When do I harvest?? Do I need to wait until the greens turn brown and begin to wilt? Do I pull them now? Why am I so confused about this?


----------



## Callieslamb (Feb 27, 2007)

Actually, I planted them for the first time this year too and I would like to know the answer. I assume that I can use the green shoots for green onions - at the price of the bulbs. But I plan on waiting until they turn brown to harvest.

Let's see what everyone else has to say.


----------



## GoatsRus (Jan 19, 2003)

Pretty funny, but this is the first year I planted them also. Waiting to see what the experts say.


----------



## jersey girl (Nov 21, 2005)

My first time also. We are no help to each other.


----------



## Marcia in MT (May 11, 2002)

Yes, I'd wait as long as possible so that the bulbs will grow as large as possible. When the tops begin to die back is fine. Otherwise, peeling those teeny bulbs when you go to use them is a big pain!


----------



## ladykethry (Feb 25, 2008)

Okay, so I did a bit more research and found this:

http://www.ehow.com/how_8283_harvest-store-shallots.html

It's not from a gardening site, but it does make sense. I was curious though because it seems like they're going to stay green all summer and then I won't be able to harvest them until fall, and by that time they'll have been in the ground for nearly a year!!! That just doesn't make a lot of sense to me.

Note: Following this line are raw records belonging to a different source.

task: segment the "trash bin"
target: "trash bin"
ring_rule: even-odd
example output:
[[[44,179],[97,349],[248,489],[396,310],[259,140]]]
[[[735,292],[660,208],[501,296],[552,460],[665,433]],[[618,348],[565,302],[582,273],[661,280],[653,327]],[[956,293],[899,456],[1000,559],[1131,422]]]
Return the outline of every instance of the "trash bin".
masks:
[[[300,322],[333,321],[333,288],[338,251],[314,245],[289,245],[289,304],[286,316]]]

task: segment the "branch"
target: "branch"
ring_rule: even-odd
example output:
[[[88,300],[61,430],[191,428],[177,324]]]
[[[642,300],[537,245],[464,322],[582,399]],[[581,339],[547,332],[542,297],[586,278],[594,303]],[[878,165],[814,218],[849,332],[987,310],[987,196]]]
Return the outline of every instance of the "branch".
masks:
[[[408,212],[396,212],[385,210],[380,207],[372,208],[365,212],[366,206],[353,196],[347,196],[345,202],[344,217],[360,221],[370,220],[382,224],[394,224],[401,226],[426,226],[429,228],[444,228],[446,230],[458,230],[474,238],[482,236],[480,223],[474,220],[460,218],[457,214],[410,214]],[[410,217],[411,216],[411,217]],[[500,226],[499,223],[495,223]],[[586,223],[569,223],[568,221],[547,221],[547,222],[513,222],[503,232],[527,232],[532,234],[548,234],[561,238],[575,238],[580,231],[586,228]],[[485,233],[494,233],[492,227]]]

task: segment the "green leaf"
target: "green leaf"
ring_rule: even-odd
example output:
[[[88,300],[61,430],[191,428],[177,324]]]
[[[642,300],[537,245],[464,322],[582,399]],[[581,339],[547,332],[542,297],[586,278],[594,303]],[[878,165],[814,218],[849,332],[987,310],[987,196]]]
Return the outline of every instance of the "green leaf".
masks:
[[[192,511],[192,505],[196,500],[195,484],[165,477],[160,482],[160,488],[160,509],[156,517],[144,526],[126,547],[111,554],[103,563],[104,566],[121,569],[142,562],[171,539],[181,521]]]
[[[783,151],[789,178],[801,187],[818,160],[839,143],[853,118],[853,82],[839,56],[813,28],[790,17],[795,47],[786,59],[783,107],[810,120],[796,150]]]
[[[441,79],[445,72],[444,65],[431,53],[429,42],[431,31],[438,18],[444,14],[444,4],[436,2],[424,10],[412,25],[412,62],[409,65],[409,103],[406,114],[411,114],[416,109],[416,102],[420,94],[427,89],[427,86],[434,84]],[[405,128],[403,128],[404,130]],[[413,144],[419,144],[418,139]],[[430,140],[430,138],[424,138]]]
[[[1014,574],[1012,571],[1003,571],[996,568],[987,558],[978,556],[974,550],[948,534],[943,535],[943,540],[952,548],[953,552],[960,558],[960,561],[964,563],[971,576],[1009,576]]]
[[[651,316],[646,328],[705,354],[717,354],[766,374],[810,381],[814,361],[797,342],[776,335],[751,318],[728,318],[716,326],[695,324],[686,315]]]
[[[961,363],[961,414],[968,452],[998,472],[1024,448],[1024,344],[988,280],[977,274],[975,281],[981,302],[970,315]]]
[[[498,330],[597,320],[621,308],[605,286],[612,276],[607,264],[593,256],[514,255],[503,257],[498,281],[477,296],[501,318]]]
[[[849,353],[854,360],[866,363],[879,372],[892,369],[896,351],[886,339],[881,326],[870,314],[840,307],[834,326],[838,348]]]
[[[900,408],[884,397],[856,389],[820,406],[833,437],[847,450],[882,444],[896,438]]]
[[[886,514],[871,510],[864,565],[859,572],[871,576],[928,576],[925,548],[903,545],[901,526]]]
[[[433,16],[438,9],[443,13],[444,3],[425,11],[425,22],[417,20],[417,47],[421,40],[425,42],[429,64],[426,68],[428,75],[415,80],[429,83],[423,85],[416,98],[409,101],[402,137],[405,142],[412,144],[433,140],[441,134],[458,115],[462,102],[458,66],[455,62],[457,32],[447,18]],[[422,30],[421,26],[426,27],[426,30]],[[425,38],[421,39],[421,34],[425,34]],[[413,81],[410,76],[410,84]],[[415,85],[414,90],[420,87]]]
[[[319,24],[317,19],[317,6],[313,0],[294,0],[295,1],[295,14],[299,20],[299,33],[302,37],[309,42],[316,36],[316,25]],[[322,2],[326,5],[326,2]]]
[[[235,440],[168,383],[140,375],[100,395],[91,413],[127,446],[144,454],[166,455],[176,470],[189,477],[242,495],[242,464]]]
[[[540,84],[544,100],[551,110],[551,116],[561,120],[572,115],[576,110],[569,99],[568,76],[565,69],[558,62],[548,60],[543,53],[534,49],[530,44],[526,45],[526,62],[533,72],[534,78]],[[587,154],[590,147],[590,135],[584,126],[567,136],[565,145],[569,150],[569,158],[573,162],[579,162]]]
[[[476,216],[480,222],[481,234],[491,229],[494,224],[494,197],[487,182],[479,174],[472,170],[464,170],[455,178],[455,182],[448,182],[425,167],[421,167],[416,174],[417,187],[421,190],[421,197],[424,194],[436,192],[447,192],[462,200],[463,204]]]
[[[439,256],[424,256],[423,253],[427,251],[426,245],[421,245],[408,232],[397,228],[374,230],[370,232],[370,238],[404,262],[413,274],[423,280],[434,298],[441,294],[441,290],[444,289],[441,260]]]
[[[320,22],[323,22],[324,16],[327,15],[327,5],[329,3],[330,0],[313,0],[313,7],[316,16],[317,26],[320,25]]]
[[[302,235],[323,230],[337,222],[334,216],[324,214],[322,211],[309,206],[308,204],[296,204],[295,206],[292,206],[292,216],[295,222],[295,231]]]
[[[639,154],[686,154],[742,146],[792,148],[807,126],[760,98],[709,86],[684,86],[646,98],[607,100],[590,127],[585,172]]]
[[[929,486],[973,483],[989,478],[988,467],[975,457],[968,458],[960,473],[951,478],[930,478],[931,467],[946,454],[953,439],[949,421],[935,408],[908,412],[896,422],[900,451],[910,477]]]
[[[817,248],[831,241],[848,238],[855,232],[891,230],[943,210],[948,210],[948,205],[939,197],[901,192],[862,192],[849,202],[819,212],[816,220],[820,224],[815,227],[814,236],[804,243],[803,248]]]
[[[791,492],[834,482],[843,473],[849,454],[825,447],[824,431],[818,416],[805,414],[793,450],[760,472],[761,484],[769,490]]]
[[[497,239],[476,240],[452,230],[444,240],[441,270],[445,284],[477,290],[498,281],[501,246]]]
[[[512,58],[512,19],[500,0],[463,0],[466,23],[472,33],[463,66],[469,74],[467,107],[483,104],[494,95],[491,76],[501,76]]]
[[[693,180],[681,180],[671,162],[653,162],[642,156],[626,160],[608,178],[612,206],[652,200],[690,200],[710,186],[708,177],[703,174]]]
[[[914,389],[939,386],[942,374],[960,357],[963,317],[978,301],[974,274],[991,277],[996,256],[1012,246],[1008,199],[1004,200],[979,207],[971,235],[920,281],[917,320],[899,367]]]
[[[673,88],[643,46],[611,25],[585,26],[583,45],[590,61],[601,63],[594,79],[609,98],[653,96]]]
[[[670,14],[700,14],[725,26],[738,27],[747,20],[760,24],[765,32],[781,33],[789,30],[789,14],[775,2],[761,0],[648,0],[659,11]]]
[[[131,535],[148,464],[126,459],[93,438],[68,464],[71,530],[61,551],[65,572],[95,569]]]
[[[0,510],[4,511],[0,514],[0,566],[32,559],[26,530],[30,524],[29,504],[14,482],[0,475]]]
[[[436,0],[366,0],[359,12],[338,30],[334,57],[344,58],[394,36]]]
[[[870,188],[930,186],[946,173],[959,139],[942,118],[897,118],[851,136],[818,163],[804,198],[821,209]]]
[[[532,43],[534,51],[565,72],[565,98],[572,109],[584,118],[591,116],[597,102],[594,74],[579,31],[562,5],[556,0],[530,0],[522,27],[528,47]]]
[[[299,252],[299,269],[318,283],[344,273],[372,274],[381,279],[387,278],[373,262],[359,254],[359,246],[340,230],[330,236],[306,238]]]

Glad to see other people are in the same confused boat!!


----------



## Callieslamb (Feb 27, 2007)

LadyK
that link was good enough for me. Thanks for posting it!


----------



## Paquebot (May 10, 2002)

I'm not confused! I simply plant them in the spring and remember to harvest them when the tops die! However, since you left them in the ground for a second season, you can forget about using them for cooking. Instead of a few nice bulbs for the kitchen, you'll end up with a lot of "marbles". But do not despair. I love to have those to plant back the next year. That's because they will only divide into 3 or 4 bulbs and they will be proper size for cooking. Just planted about 30 more yesterday to go along with 24 which are already up. Those 30 were closer to eating size than proper planting size. 

Martin


----------



## ladykethry (Feb 25, 2008)

Paquebot: oh--okay! i guess that's better than nothing!! I'm still a bit over run with shallots from last year so I suppose I can wait a bit for another crop. Should I pull them now and put them somewhere dark until planting time?


----------



## Paquebot (May 10, 2002)

ladykethry said:


> Paquebot: oh--okay! i guess that's better than nothing!! I'm still a bit over run with shallots from last year so I suppose I can wait a bit for another crop. Should I pull them now and put them somewhere dark until planting time?


If you want to eat them as green or spring onions now, they can be pulled now. If you want to save them for planting back, leave them alone until the tops die back on their own. When nothing but a few brown "tails" remain to show where they are at, then pull and cure them for winter storage. Curing is done by drying them in a shaded area.

Martin


----------